On Sat, 16 Jan 1999, Brian wrote:
> Given the following example:
>
> if (!str_cmp("warriors", arg)) {
> GET_CLASS(ch) = CLASS_WARRIOR;
> sprintf(buf, "Warrior Guild -- Arg: %s\r\n", arg);
> send_to_char (buf, ch);
> }
>
>
> I was under the assumption that strcmp and str_cmp returned TRUE when
> the two strings matched. Is this not true?

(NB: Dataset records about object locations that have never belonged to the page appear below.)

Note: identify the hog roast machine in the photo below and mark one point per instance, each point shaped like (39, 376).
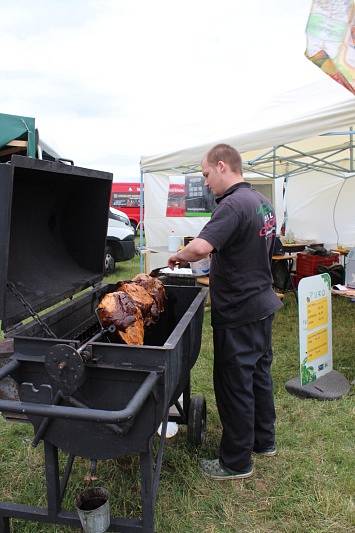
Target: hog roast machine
(83, 392)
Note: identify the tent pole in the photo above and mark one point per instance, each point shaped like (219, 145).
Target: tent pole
(141, 200)
(351, 149)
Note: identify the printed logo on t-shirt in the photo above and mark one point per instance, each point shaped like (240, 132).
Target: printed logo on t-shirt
(269, 227)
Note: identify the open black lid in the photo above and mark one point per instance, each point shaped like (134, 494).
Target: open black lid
(53, 224)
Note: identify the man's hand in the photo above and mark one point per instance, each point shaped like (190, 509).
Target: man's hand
(194, 251)
(173, 261)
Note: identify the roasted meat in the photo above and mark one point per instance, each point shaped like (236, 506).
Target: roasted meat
(132, 306)
(157, 291)
(140, 296)
(119, 309)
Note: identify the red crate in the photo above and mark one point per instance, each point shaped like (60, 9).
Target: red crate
(307, 264)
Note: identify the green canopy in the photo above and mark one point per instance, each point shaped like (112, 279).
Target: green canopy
(15, 127)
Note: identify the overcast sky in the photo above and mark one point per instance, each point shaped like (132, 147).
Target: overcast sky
(110, 80)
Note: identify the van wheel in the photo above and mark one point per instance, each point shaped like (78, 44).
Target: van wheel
(109, 261)
(134, 226)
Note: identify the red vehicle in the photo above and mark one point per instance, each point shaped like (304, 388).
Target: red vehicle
(125, 196)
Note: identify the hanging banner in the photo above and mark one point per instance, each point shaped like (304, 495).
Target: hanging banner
(315, 327)
(331, 39)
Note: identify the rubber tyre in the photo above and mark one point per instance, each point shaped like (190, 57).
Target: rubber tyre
(134, 226)
(197, 420)
(109, 261)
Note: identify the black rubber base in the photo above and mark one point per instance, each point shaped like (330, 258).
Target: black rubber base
(332, 386)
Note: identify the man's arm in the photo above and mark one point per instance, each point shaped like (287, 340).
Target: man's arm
(194, 251)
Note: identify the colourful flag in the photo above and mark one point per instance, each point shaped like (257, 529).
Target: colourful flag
(331, 39)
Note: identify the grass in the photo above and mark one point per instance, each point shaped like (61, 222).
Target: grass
(308, 487)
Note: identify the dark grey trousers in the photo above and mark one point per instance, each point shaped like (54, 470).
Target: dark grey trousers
(243, 389)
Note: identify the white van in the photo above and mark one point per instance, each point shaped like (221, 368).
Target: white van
(119, 241)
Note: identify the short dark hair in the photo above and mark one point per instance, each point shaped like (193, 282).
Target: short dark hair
(226, 153)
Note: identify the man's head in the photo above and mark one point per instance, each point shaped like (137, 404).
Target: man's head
(222, 168)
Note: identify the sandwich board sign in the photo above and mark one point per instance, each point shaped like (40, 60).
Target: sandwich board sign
(315, 327)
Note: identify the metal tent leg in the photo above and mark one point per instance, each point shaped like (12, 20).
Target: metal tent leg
(4, 524)
(146, 469)
(52, 478)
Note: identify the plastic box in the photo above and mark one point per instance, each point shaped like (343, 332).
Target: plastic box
(307, 264)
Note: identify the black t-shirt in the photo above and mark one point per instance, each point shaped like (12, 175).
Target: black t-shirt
(242, 231)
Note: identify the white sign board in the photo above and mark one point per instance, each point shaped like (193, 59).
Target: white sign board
(315, 327)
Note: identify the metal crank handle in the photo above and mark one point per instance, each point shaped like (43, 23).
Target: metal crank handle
(77, 413)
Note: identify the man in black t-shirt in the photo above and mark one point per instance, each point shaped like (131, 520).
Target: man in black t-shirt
(240, 237)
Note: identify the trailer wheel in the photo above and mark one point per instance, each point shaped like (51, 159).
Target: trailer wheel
(197, 420)
(109, 261)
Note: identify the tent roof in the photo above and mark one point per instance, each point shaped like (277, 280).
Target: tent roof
(15, 127)
(299, 117)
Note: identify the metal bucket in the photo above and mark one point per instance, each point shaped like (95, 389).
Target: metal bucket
(94, 510)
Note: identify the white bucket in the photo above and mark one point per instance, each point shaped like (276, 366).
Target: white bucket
(174, 243)
(201, 267)
(94, 510)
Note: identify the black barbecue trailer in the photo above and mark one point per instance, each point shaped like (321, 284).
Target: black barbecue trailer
(84, 393)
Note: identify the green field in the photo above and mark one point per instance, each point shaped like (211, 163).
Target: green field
(308, 487)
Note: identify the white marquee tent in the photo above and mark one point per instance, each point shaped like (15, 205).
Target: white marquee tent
(304, 139)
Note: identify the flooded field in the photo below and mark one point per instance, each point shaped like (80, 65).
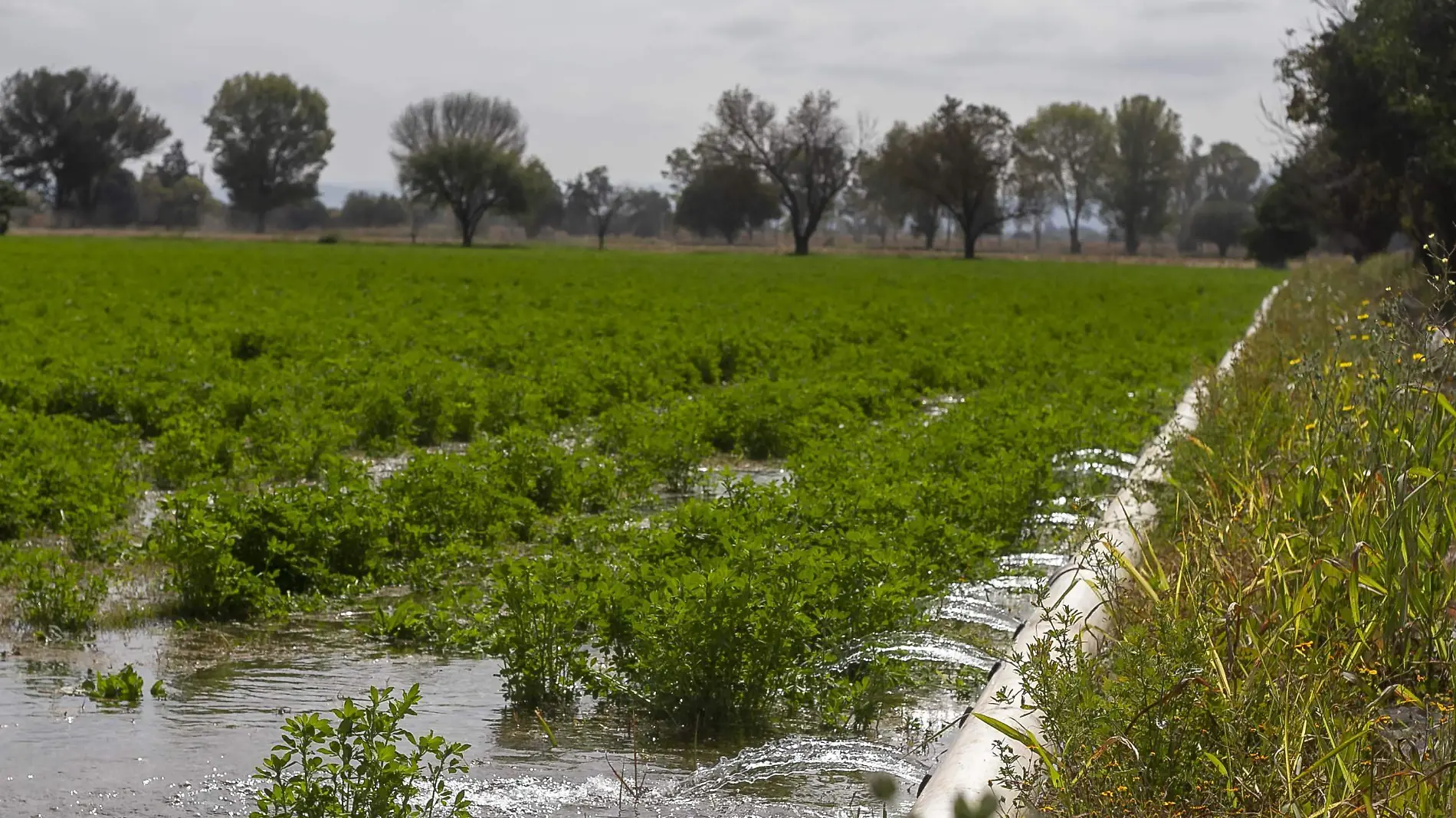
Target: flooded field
(231, 689)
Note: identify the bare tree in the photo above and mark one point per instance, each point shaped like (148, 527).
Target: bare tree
(810, 155)
(602, 201)
(464, 152)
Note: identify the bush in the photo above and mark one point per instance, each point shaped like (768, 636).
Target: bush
(121, 686)
(360, 763)
(57, 596)
(539, 632)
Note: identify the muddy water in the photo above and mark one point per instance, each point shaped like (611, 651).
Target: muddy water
(231, 692)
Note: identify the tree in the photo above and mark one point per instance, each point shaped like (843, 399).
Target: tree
(1034, 191)
(1229, 174)
(961, 158)
(726, 200)
(66, 133)
(883, 179)
(11, 198)
(1283, 227)
(647, 214)
(363, 208)
(1376, 82)
(1222, 223)
(174, 166)
(270, 139)
(545, 205)
(464, 152)
(118, 198)
(169, 194)
(807, 155)
(602, 200)
(1148, 149)
(1072, 143)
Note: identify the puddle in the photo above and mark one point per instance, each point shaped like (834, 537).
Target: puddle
(232, 689)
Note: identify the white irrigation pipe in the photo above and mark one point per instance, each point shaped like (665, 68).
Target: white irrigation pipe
(973, 763)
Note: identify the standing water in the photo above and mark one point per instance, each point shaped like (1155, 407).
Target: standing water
(229, 692)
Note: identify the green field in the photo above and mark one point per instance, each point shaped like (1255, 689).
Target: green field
(555, 396)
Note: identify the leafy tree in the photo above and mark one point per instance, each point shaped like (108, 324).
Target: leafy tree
(11, 198)
(1072, 145)
(726, 200)
(807, 155)
(176, 205)
(1229, 174)
(1376, 82)
(1146, 158)
(602, 200)
(171, 195)
(363, 208)
(1035, 191)
(962, 159)
(647, 213)
(1222, 223)
(118, 198)
(545, 205)
(66, 133)
(464, 152)
(1283, 226)
(174, 166)
(884, 184)
(270, 139)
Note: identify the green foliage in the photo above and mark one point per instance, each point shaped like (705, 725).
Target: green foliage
(1283, 226)
(121, 686)
(362, 763)
(54, 596)
(1222, 223)
(268, 137)
(540, 632)
(553, 392)
(1292, 649)
(61, 473)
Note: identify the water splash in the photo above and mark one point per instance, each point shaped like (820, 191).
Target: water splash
(1038, 559)
(800, 757)
(940, 407)
(530, 795)
(976, 612)
(1106, 454)
(917, 646)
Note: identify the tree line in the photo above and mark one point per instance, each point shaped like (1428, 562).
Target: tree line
(1369, 158)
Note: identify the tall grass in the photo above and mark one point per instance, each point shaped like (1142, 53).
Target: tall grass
(1292, 649)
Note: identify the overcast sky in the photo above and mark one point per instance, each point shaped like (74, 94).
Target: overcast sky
(624, 82)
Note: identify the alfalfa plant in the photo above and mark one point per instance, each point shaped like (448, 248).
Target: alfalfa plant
(362, 764)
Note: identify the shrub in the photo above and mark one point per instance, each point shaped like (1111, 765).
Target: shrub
(208, 580)
(362, 761)
(121, 686)
(539, 632)
(57, 596)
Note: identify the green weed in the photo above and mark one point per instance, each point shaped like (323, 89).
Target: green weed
(362, 761)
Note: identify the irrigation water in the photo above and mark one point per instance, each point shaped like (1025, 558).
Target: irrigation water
(229, 692)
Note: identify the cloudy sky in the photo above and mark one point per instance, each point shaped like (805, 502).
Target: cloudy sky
(622, 82)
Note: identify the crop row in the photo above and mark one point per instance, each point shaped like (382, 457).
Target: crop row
(252, 380)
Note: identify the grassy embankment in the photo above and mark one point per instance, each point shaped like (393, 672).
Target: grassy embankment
(1289, 646)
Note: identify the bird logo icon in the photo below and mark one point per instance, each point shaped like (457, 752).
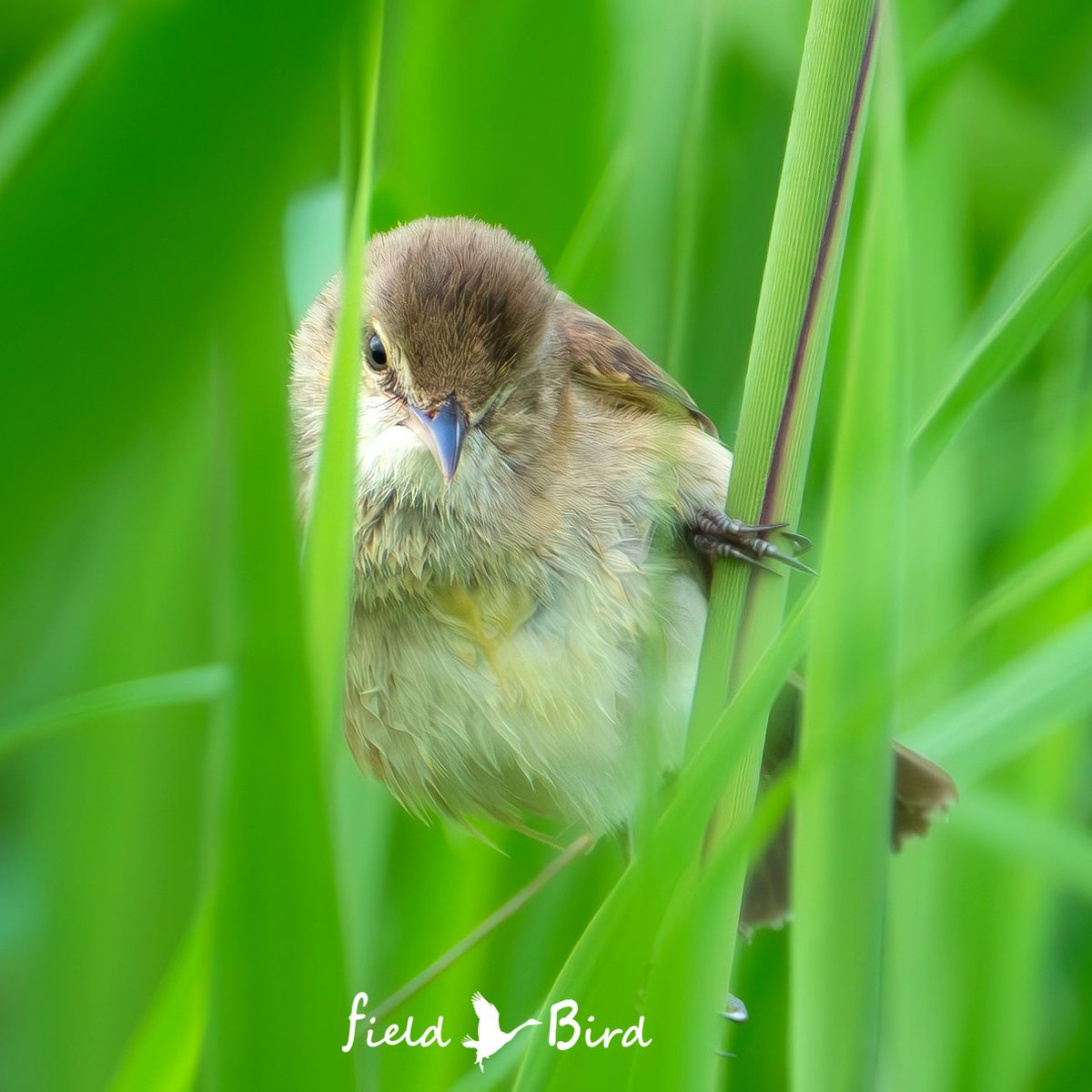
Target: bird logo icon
(490, 1037)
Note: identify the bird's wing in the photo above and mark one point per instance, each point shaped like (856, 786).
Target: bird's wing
(606, 363)
(489, 1016)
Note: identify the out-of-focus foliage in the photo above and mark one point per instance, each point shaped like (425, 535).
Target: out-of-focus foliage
(168, 205)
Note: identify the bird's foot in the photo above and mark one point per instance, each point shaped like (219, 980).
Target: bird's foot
(719, 535)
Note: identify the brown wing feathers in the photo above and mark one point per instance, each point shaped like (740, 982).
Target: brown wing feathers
(601, 359)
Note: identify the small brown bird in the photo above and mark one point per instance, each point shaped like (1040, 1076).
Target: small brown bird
(535, 500)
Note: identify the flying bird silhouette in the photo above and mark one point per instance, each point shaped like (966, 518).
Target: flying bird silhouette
(490, 1037)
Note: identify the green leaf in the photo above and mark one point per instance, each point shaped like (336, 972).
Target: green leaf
(1059, 851)
(328, 549)
(844, 807)
(607, 966)
(165, 1049)
(1015, 334)
(191, 686)
(1015, 708)
(32, 104)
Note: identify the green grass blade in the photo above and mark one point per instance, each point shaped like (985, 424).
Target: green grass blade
(784, 378)
(844, 802)
(28, 108)
(165, 1051)
(1059, 851)
(1013, 709)
(329, 541)
(609, 964)
(274, 873)
(1014, 336)
(191, 686)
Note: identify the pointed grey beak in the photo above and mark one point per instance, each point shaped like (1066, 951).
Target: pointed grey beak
(442, 430)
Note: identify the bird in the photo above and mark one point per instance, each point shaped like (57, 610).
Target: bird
(538, 509)
(490, 1037)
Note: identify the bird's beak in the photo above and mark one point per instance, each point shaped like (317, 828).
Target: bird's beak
(442, 430)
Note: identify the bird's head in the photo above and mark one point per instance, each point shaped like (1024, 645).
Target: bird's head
(456, 316)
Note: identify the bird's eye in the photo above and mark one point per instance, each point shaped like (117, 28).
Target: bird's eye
(377, 354)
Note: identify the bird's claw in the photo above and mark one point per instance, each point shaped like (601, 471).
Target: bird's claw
(720, 535)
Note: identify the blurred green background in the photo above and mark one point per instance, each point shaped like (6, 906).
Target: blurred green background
(168, 206)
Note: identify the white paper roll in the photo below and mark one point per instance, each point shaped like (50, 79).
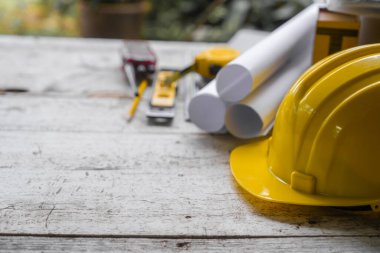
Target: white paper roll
(244, 74)
(207, 110)
(255, 114)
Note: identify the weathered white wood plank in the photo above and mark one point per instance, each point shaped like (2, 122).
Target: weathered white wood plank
(275, 245)
(144, 184)
(77, 66)
(62, 114)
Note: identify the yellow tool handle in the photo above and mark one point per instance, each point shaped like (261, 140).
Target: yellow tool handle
(210, 61)
(137, 99)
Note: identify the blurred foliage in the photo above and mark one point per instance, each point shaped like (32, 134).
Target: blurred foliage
(203, 20)
(216, 20)
(39, 17)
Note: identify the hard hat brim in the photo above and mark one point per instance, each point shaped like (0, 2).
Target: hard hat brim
(250, 168)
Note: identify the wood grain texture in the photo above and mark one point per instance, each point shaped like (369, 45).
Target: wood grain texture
(62, 114)
(76, 177)
(275, 245)
(144, 184)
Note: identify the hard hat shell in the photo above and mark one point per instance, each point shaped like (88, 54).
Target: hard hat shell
(325, 145)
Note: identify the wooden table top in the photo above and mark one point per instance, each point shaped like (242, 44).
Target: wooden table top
(76, 176)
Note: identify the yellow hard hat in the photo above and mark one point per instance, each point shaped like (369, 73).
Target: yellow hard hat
(325, 145)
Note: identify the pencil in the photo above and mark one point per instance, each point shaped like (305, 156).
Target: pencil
(137, 99)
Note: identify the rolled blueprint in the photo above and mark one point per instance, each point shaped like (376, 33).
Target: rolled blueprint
(207, 110)
(244, 74)
(255, 114)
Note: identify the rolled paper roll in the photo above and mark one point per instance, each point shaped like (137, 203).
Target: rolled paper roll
(207, 110)
(248, 71)
(255, 114)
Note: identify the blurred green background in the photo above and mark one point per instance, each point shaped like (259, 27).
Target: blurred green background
(191, 20)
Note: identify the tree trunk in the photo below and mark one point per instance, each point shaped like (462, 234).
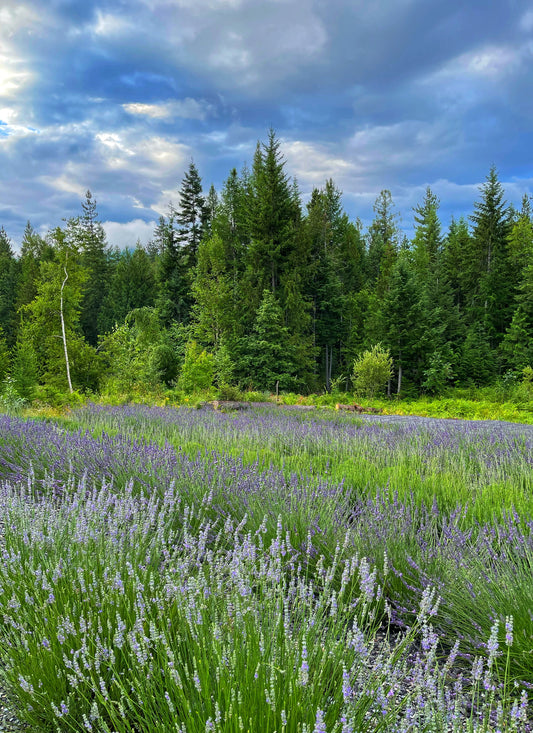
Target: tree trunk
(64, 332)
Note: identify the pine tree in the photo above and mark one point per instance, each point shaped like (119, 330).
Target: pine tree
(90, 238)
(491, 274)
(174, 299)
(133, 285)
(427, 243)
(192, 215)
(403, 317)
(268, 357)
(383, 242)
(272, 217)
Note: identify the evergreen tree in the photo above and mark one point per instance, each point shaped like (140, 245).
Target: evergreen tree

No, strcpmp() and related functions return FALSE if the strings are the
same. The example above is correct.
> first arg is smaller than the 2nd, it produces a "less than 0" response
> and if arg1 is greater than arg2 it produces a "greater than 0" response
> (which I guess would be 1, which would be TRUE). However, this seems to
> indicate numeric variables and we're comparing alpha characters.... How
> does strcmp work then? Will strcmp always read FALSE on a comparison
> that's equal? And is there any possible way that a comparison between
> alpha strings can be "less than zero"?
Anything other that 0 is TRUE, including -1. The prototype for strcmp()
looks something
like this:
int strcmp(const char *s1, const char *s2);
Which means it returns an int, depending on how the strings compare.
"Misery is boundless"
-Xual the Torturer, on the Eve of the Sundering.